Michelle Perkins, chairperson of Australian Doulas, says many women hire a doula after experiencing a negative or traumatic previous birth experience.

“Some hire a doula to help them understand the maternity/obstetric systems. Some hire a doula to provide emotional and physical support if they do not have a partner, or if they believe their partner may also need support and guidance.”

Home Birth

Do you want to have your baby at home?

Grace Sweeney, coordinator at Homebirth Australia, says a woman who chooses to birth at home is guaranteed to receive continuity of care from a known midwife.

Ms Sweeney says the most important thing that a woman considering homebirth needs to do is to seek out a midwife as soon as possible.

“Nearly a decade of a sustained witch hunt against homebirth midwives has meant that midwives in private practice are scarce, and book out early,” she says. “It’s worth doing research on midwives in your area before you’re pregnant and making a booking as soon as your pregnancy is confirmed.”

Dr Lane says NASOG does not support home births in Australia.

Sarah Purvey decided she wanted a homebirth for her first child. “I had two private midwives,” Sarah says, when asked about her care. “A primary midwife came to my house regularly in pregnancy, so I built a very close relationship with her in that time and all the options for tests and injections were managed by her, with my consent and our discussions about them first. My primary midwife was there during the birth and then I had a second midwife attend shortly before my babies were born. For my first birth, I was also supported by a private obstetrician. I saw her a few times during pregnancy and she was open to supporting me, if I needed to transfer to hospital, if I needed more medical support from home.”

She says her experiences were wonderful and empowering.

“My first birth was very tough, long and in the end, I did transfer to the private hospital with my obstetrician, as I had a long second stage.
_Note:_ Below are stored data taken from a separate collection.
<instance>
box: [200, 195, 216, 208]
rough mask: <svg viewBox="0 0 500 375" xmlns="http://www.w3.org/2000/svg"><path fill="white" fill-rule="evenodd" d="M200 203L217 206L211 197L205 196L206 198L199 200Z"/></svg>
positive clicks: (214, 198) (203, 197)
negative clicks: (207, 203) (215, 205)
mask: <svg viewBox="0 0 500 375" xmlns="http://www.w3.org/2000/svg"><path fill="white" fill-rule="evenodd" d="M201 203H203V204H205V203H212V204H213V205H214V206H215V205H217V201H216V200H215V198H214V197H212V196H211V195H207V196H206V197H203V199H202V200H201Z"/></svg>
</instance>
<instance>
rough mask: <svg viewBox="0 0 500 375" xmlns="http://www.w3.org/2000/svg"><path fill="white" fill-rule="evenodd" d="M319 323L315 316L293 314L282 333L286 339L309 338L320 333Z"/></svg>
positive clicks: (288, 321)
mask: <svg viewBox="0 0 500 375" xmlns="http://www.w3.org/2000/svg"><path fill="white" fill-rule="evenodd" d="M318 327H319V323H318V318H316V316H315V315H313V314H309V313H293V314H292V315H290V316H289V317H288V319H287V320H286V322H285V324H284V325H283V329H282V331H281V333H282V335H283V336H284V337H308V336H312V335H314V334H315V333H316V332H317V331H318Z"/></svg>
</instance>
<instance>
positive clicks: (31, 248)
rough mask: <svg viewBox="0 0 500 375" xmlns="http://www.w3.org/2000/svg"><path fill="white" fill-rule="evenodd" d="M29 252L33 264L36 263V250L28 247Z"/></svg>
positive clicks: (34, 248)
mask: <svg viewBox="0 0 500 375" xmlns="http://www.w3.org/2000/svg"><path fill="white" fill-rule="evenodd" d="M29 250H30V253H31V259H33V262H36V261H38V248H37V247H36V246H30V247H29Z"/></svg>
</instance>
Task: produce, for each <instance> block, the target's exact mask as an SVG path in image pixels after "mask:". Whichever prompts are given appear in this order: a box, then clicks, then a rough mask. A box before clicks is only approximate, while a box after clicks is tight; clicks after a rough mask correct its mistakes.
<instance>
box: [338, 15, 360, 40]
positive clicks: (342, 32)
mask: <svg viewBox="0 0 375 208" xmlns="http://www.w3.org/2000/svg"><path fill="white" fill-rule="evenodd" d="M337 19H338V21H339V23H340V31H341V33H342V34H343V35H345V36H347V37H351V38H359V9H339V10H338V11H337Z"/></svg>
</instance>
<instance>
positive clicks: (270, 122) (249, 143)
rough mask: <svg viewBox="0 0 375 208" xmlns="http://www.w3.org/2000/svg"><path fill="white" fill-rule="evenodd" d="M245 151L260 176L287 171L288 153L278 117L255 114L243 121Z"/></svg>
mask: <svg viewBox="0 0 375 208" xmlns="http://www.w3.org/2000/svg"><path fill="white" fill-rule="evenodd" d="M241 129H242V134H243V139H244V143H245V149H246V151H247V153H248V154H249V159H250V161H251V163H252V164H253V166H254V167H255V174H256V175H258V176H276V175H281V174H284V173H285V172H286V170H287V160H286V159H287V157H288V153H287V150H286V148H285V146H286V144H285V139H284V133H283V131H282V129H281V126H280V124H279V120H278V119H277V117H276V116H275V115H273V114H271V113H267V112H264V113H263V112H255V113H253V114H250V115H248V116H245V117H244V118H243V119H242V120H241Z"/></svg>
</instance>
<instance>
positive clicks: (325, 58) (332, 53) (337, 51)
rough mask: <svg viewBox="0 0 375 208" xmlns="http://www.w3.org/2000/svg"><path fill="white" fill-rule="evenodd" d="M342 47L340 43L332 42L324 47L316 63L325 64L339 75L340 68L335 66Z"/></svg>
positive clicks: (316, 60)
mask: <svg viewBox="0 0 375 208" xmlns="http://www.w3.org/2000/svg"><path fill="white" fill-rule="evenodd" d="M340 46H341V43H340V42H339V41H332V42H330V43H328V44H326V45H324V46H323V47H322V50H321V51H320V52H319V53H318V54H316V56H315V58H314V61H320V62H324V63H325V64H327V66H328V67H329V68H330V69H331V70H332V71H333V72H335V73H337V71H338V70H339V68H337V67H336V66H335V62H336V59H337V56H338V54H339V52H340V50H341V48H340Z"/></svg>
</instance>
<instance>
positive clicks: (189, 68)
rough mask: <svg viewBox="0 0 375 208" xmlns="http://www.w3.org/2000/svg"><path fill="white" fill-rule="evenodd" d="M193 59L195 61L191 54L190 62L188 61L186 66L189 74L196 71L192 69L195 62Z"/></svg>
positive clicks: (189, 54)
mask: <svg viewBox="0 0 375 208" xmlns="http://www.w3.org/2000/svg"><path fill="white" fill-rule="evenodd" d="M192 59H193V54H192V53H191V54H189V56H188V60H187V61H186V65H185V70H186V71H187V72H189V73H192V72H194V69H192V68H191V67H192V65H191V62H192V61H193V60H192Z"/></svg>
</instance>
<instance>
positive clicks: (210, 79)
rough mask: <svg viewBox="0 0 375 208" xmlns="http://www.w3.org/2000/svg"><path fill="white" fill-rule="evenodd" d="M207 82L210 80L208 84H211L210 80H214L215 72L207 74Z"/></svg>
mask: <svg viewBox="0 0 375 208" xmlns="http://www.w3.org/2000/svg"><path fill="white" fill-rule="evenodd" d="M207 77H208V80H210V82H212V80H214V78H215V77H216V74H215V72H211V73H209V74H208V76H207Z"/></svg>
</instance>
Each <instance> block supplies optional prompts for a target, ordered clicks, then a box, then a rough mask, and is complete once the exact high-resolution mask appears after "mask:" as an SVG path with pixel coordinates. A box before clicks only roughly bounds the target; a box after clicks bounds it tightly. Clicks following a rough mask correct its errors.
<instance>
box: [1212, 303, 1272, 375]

In the end, I had an episiotomy, which couldn’t be done at home. This was handled beautifully by my midwives and by my obstetrician. I spent about 30 minutes continuing to labour in the private hospital, once I arrived, then we all discussed the option to do an episiotomy. I consented and this was done well. I felt wonderful when my baby arrived, despite 18 hours of active labour and a previous night of no labour.”

“Second time was much easier – four hours of active labour and my baby was born in to the water, straight into my arms and onto my chest.”